Well-known economist in 1994: “There are many economic puzzles, but there are only two really great mysteries. One of these mysteries is why economic growth takes place at different rates over time and across countries. Nobody really knows why….”
Same economist in 2013: “The reasons some countries grow more successfully than others remain fairly mysterious….”
I agree. When it comes to rich nations, we have very little clue about what yields faster economic growth over the medium to long run.
From the mid-1940s through the early 1970s, the American economy enjoyed healthy growth. But then the economy sputtered for a decade — a deep downturn in 1973-75, followed by high unemployment and inflation, followed in turn by a double-dip recession in 1980 and 1981-82. Academics and policy makers were befuddled.
The changed context spurred a slew of recommendations for how to rejuvenate the economy. The right blamed government overreach. Taxes, regulations, Keynesian demand management, and welfare state generosity had gone too far, in this view.
The left offered up myriad solutions of its own, including industrial policy, managed trade, a stakeholder-centered financial system, flexible specialization, lean production, corporatist partnerships between business, labor, and government, and collaboration between and within firms. In the mid-to-late 1990s, a Clinton-Reich-Rubin-Sperling approach embraced some of these ideas but emphasized education and skill development, free trade, and a commitment to balance the government budget during economic upswings. Like the “Third Way” orientation championed by Anthony Giddens and Tony Blair in the United Kingdom, adherents aimed to reconcile traditional left concerns for justice and fairness with an emphasis on economic growth.
As it turned out, America’s economic growth from 1979 to 2007 (peak to peak) was pretty healthy. It was slower than during the post-World War II “golden age.” But that isn’t surprising; growth was especially rapid in those years because it had been so slow in the 1930s and because so much of the industrial capacity in western Europe and Japan was destroyed during the war. U.S. GDP per capita grew at a rate of 1.9% per year between 1979 and 2007. That’s right on the long-run trend; the American economy’s average growth rate from 1890 to 2007 was 1.9%. The U.S. also did well in 1979-2007 compared to 19 other rich longstanding democracies. Adjusting for catch-up (nations that begin poorer grow more rapidly because they can borrow technology from the leaders), America’s growth rate was third best.

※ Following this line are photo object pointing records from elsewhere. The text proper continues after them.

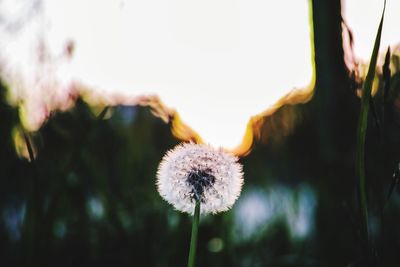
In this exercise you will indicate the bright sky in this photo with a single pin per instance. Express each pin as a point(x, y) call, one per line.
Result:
point(217, 62)
point(363, 17)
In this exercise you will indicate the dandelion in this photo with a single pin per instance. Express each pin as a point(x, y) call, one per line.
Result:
point(191, 175)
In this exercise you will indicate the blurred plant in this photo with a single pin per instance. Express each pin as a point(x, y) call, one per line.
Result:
point(190, 176)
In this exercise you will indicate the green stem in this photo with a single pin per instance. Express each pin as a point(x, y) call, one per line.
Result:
point(362, 130)
point(193, 239)
point(34, 212)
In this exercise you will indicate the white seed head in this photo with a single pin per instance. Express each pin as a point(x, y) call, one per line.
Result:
point(192, 172)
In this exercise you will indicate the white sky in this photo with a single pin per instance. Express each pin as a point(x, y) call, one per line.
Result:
point(217, 62)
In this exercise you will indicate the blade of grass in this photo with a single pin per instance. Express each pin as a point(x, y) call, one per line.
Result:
point(362, 130)
point(193, 239)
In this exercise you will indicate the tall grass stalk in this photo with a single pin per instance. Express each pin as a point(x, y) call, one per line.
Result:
point(193, 239)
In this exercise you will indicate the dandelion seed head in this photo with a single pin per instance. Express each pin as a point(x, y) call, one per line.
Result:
point(192, 172)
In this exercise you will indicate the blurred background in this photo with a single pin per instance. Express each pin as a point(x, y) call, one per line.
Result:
point(89, 197)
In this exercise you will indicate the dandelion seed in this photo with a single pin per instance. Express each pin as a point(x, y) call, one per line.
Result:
point(192, 173)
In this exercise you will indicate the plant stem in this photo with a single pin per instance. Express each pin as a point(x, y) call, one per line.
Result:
point(193, 239)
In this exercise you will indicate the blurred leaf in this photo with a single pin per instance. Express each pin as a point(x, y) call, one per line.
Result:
point(362, 128)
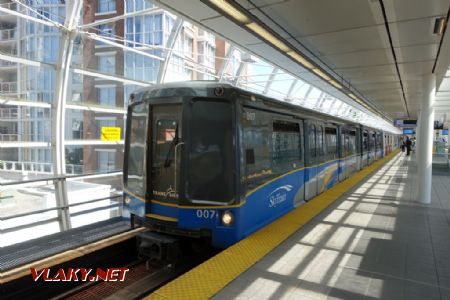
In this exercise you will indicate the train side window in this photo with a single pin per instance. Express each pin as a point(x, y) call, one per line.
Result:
point(249, 156)
point(312, 142)
point(211, 152)
point(256, 141)
point(286, 147)
point(331, 141)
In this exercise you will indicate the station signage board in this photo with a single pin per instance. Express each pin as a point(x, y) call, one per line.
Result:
point(110, 134)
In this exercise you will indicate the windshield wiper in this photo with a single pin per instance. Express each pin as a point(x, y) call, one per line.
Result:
point(168, 160)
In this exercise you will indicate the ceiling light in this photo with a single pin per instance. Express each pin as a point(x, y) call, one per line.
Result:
point(300, 59)
point(439, 25)
point(322, 74)
point(230, 10)
point(262, 32)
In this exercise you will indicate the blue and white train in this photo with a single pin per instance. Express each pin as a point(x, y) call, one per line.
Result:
point(213, 162)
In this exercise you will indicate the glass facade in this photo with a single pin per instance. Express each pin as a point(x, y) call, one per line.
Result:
point(59, 92)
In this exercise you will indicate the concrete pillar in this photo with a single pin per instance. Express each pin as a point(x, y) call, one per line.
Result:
point(426, 139)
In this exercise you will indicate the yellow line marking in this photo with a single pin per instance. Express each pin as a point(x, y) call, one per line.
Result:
point(163, 218)
point(210, 277)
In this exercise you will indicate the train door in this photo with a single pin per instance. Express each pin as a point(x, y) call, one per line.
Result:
point(321, 167)
point(351, 160)
point(210, 153)
point(311, 160)
point(166, 131)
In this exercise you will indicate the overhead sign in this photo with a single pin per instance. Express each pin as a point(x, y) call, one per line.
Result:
point(110, 134)
point(405, 123)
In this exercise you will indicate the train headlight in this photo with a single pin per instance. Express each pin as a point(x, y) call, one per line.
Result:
point(227, 218)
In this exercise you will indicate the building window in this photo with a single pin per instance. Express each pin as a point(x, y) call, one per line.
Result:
point(107, 30)
point(106, 122)
point(107, 96)
point(106, 6)
point(107, 64)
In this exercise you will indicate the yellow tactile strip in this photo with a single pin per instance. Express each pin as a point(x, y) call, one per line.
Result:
point(210, 277)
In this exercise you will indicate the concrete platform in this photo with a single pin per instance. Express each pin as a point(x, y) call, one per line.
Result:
point(375, 242)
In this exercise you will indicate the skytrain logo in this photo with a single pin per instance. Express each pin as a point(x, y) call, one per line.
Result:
point(279, 195)
point(80, 274)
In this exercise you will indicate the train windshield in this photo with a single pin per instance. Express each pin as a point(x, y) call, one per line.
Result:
point(211, 152)
point(166, 137)
point(135, 182)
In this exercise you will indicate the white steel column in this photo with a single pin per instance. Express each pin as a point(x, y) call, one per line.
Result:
point(426, 139)
point(68, 33)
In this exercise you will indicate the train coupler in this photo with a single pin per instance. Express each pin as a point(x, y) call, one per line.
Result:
point(158, 247)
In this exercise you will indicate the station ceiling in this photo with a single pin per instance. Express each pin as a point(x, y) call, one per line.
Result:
point(380, 49)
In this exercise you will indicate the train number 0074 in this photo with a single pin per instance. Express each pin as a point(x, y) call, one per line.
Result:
point(206, 213)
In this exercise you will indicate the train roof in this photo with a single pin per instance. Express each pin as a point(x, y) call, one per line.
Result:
point(206, 88)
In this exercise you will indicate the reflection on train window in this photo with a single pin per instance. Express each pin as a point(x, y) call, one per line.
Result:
point(135, 182)
point(249, 156)
point(286, 147)
point(331, 141)
point(211, 152)
point(165, 135)
point(351, 142)
point(379, 141)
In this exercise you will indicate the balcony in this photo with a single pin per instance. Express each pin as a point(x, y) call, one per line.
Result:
point(37, 167)
point(9, 137)
point(7, 35)
point(8, 87)
point(11, 6)
point(9, 113)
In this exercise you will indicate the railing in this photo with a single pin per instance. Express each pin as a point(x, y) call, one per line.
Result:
point(9, 137)
point(8, 87)
point(7, 34)
point(37, 167)
point(89, 201)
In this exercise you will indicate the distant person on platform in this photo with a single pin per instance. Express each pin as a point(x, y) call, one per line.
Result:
point(408, 146)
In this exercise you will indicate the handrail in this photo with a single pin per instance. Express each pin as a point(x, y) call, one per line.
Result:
point(59, 177)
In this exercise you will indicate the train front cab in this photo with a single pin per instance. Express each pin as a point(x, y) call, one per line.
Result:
point(365, 152)
point(180, 166)
point(321, 157)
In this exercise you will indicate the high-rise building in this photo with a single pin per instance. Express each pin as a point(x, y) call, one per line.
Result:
point(192, 58)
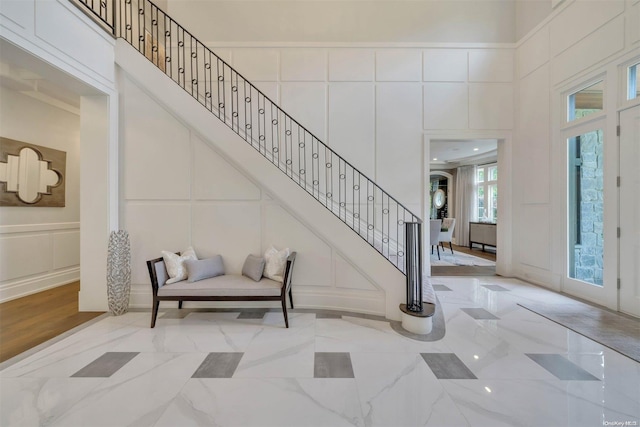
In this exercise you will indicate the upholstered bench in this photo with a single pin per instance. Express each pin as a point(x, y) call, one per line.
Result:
point(227, 287)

Unfortunately, we know very little about why. Was it due to the U.S. economy’s traditional strengths, such as its large domestic market and its array of large firms with established brands? To its strong universities and R&D, which keyed a successful transition to a high-tech service economy? To deregulation, tax cuts, and wage stagnation? To the adoption of some of the strategies proposed by the pro-growth progressives? To stimulative monetary policy (after the early 1980s)? To stock market and housing bubbles? To something else? We don’t know.
Nor do social scientists have a compelling explanation for why some rich nations have grown more rapidly than others in recent decades. We know that catch-up matters. Limited product and labor market regulations and participation by business and labor in policy making seem to help, but they account for only a small portion of the country differences in economic growth between 1979 and 2007. Even education seems to have played little role. Growth hinges on technological progress, which should be boosted by education, particularly in the modern knowledge-driven economy. Yet across the rich countries, those with higher average years of schooling, larger shares of university graduates, or faster increase in educational attainment have not grown more rapidly than others since the 1970s. (I’m not yet sure what I make of this.)
An interesting and perplexing piece of the growth puzzle is the tendency of countries to do well for a while and then falter. In the past half century, any number of national models have gone in and out of fashion, first surging and then falling back.
Economic growth is important. Yet for affluent countries, our knowledge about what causes faster or slower growth is very thin. It’s pretty remarkable, not to mention unfortunate.